Being able to see at a single glance whether, how and at which locations care-sector and other real estate can be made profitable or investment decisions can be taken. ‘Care on the map’ makes it possible. A second platform is under development. Five questions about these applications for TNO’s Henk Sijsling and Andrew Koster.
1. What is ‘Care-sector real estate on the map’?
Henk (senior real estate researcher and financial engineer): “‘Care-sector real estate on the map’ is an online map to which data and models can be linked. For example, there is a model that contains data about the building, the types, costs, bank repayments, lost revenues, interim renovation work, and re-use. Data about the finances of care bodies, the quality of care, the consequences for real estate of policies for allowing people to live longer at home, and demographics at regional level is also included. The useful thing about this application is that the results from whichever model can be highlighted interactively on a spatial chart and that a wealth of data about care-sector real estate can be made available in one place.”
2. What can you do with this application?
Henk: “The models’ results are accompanied with spatial information. This could produce results that are very different to initial expectations. It is therefore a good means for predicting the future.”
“It is a good means for predicting the future”
3. How did ‘Care-sector real estate on the map’ come about?
Henk: “In 2015, the Ministry of Public Health, Welfare and Sport was faced with a claim of 2.2 billion euros. TNO was given the task of shedding light on this claim, and used ‘Care-sector real estate on the map’ in the process. The facts, figures and information that this produced led to a reduction of the claim, to 200 million euros.
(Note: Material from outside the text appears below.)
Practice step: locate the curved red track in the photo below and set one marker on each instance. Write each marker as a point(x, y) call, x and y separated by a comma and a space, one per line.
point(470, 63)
The purpose of ‘Care-sector real estate on the map’ is to acquire, in an efficient manner, supporting information for real estate decisions by the Ministry and local authorities.”
4. What impact is ‘Care on the map’ having?
Henk: “In the Netherlands, it is the Randstad region where investors have traditionally set their sights. However, research shows a wider picture. After all, there are triple A locations in the Achterhoek area as well. Statistics show that the working population is very highly qualified there. The region is also experiencing economic growth, and incomes per person are on the increase. Despite this, non-local investors are not interested in the area. Larger investors such as pension funds do not have enough time to study the range of investment opportunities in depth. They use information supplied by local authorities and developers. This has not proved to be reliable. So they invest elsewhere. Almost always outside the Netherlands. That is the reason for developing a follow-up to ‘Care on the map’: ‘Assets on the map’.”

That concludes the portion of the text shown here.